Competition from low-wage countries has, without question, taken a toll on U.S. manufacturing employment.
Gotham Consulting Partners, which helps manufacturers create sustainable, competitive advantages globally, has investigated U.S. manufacturing and its constituent segments. The research indicates there are opportunities to maintain and leverage domestic manufacturing strengths in a global economy.
The U.S. plastics industry, while relatively protected, has not escaped the impact of globalization. Until 2000, the plastics industry enjoyed a strong trade surplus ($2 billion) and healthy consumption growth (3.9 percent from 1995-2000), leading to positive output.

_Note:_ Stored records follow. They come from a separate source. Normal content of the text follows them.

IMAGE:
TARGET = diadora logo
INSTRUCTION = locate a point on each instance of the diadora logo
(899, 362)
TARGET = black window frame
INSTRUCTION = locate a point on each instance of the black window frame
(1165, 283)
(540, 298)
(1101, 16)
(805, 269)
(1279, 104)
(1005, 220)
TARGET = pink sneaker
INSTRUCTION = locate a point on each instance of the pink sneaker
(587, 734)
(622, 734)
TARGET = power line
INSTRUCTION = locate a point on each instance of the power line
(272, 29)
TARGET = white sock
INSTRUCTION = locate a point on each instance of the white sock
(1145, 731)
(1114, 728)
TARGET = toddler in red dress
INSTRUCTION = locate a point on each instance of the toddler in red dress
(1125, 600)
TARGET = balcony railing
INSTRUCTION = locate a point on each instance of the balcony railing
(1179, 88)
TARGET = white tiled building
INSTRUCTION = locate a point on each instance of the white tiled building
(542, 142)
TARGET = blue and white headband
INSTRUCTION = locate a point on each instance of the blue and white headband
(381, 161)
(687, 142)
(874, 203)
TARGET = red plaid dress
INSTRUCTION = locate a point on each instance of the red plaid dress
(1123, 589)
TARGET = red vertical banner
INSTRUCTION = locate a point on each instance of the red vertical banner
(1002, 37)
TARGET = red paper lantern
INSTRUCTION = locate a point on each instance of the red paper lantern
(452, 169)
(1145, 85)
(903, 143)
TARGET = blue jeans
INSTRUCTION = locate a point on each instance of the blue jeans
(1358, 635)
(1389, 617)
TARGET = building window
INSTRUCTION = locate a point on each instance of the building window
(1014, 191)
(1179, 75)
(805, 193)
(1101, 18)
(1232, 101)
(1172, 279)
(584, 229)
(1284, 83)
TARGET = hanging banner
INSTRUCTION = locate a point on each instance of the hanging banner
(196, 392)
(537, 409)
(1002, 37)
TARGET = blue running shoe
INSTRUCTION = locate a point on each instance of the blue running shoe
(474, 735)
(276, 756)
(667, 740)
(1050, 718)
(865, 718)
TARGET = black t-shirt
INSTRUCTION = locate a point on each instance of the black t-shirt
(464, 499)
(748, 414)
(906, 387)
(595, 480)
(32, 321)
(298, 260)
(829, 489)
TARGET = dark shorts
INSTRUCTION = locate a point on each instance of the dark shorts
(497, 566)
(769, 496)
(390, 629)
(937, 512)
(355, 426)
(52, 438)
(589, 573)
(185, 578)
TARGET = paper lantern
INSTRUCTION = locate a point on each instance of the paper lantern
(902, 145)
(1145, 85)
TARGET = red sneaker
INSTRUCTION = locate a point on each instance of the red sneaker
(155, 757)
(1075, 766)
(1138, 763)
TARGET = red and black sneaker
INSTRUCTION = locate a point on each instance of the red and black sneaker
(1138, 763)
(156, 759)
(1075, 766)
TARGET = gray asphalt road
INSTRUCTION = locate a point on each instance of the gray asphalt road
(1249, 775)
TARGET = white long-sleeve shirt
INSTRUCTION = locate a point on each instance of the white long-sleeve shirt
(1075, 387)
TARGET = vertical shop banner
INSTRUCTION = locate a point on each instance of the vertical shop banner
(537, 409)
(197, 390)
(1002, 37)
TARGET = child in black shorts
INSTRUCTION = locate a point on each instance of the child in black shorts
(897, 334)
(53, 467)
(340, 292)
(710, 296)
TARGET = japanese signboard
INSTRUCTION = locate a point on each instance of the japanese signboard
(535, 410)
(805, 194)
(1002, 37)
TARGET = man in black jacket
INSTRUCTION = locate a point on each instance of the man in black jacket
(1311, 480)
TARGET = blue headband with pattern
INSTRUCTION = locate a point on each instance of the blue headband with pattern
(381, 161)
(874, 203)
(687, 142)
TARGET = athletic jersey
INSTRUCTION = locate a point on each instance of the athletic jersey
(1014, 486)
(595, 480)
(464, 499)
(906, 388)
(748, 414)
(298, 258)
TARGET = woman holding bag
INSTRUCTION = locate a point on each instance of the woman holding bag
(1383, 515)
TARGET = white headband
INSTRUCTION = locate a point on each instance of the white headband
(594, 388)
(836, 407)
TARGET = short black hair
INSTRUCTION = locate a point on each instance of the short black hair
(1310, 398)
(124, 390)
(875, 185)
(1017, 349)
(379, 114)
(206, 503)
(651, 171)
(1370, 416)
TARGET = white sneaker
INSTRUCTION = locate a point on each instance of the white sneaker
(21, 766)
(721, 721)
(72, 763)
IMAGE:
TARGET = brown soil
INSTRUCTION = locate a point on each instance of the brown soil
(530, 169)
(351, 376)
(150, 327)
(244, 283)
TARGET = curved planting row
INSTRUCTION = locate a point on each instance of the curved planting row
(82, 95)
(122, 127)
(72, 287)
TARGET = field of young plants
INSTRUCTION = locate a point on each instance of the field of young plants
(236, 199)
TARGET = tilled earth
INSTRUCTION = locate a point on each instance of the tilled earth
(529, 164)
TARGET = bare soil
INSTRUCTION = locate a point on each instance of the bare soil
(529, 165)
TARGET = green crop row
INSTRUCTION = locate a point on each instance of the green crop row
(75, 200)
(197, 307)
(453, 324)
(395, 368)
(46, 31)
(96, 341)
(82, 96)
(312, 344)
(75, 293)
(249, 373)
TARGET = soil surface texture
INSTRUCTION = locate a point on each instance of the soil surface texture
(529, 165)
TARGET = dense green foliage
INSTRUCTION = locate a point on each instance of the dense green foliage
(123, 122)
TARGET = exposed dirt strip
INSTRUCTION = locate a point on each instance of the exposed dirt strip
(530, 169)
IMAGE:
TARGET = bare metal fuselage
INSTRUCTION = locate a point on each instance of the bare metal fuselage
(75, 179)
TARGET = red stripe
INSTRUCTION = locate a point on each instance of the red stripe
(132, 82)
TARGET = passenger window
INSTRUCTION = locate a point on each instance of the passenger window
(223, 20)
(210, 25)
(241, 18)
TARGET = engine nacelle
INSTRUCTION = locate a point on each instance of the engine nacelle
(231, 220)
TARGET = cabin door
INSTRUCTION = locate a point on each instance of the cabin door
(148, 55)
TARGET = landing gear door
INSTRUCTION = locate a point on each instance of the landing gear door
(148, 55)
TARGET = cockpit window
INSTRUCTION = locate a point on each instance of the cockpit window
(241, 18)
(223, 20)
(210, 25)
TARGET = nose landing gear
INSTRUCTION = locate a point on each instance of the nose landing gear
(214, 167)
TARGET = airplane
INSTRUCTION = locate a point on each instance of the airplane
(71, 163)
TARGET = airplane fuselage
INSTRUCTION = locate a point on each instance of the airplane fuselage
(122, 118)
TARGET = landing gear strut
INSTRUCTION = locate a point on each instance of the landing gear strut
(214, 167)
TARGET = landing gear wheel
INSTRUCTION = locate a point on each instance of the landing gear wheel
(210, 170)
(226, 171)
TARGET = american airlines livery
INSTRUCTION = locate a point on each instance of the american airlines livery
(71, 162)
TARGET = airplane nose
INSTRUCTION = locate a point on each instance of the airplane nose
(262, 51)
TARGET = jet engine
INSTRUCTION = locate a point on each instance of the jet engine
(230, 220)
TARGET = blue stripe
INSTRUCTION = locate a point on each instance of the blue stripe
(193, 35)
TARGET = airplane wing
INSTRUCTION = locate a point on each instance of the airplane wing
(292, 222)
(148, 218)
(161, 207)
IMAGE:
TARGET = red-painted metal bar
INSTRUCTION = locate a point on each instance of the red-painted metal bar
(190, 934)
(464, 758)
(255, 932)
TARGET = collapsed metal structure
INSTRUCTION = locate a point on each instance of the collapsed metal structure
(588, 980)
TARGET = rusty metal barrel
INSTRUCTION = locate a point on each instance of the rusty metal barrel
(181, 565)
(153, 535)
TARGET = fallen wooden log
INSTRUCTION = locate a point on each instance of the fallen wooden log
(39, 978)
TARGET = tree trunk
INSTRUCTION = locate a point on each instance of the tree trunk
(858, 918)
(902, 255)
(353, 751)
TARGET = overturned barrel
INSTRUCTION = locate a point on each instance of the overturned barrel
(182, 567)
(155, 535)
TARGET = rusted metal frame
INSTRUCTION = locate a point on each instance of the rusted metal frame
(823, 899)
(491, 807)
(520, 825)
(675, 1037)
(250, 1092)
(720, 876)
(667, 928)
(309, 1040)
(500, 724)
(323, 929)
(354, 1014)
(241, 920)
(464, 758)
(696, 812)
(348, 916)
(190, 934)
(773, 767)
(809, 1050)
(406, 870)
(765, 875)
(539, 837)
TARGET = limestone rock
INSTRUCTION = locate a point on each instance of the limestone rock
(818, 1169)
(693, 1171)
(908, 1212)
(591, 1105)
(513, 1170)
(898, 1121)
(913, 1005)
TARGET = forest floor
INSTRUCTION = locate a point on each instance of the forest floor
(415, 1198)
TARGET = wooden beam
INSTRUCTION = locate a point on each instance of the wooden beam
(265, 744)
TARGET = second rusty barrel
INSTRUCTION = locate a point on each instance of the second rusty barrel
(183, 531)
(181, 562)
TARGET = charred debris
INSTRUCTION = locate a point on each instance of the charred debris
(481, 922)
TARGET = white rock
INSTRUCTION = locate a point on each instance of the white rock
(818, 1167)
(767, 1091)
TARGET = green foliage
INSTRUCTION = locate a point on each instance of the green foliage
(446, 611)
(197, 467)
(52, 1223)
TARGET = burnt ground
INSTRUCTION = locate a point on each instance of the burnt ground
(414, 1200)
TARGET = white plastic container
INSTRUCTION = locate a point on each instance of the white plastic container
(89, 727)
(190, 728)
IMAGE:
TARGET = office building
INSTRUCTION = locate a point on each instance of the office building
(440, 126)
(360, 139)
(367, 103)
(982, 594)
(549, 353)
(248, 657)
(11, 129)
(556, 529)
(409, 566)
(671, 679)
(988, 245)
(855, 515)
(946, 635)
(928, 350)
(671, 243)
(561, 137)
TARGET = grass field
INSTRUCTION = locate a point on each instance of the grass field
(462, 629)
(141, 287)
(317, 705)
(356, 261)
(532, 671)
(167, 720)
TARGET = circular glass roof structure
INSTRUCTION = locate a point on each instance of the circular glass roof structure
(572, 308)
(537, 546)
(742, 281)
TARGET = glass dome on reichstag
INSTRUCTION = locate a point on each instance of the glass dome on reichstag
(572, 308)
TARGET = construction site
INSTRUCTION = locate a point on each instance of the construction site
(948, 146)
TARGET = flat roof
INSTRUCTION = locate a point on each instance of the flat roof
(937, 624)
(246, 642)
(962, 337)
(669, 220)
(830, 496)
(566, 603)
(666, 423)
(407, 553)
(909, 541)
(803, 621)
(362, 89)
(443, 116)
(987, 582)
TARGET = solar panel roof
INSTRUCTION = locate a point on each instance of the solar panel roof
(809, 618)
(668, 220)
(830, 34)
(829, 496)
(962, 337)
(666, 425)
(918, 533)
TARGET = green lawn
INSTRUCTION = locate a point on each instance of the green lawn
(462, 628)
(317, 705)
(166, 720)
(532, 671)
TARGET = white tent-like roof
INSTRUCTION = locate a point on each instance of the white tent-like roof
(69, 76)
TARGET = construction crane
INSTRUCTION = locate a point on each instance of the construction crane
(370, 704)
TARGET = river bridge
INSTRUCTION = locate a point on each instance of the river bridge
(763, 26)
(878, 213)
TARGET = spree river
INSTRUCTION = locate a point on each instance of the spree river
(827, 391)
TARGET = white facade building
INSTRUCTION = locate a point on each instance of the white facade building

While imports account for a small percentage of U.S. plastics consumption, plastics import levels have been creeping up since the late 1990s. Import intensity (imports as a percent of consumption) grew from 6.7 percent in 1997 to 8.7 percent in 2002, resulting in an $834 million trade deficit in plastics by the end of 2003. Even with the 2002 plastics market rebound, the U.S. plastics industry has shed about 100,000 jobs since 2000.
Barriers that tend to protect U.S. manufacturing include cutting-edge or proprietary knowledge, low-volume/customized products, perishability/freight sensitivity, proximity to critical raw materials and/or regulatory requirements. Key enablers that open the door to imports are high labor content and low value added per worker.
Overall, the U.S. plastics industry is rated 61.3 on our import susceptibility index, placing it in the low-to-medium range. Of the seven factors that protect a sector from import competition, two factors - freight sensitivity and low-volume/customized products - are favorable for a significant portion of domestic plastics products.
Select subsegments of the U.S. plastics industry, such as injection molding, continue to face significant competitive threats from low-labor-cost countries.
For U.S. plastics companies playing in relatively protected segments, steps to lock in customers are key. This means staying on top of the capabilities and economics of the low-cost players, while recognizing dynamics can shift quickly.
For U.S. plastics companies participating in less-protected segments, the key to survival is innovation. This means leveraging engineering capabilities and customer relationships to create new applications for existing plastics and taking advantage of the capabilities of resin suppliers to introduce new plastics for more cutting-edge and higher-value-added products.
Finally, all domestic players must focus on staying cost-competitive by improving processing techniques to decrease labor content and seek opportunities for lower-cost outsourcing.
By keeping a good grasp on the import susceptibility factors of the overall industry, the specific company and the company's key customers, business resources can be focused on areas of strength to carve out a substantive and sustainable role in the global environment.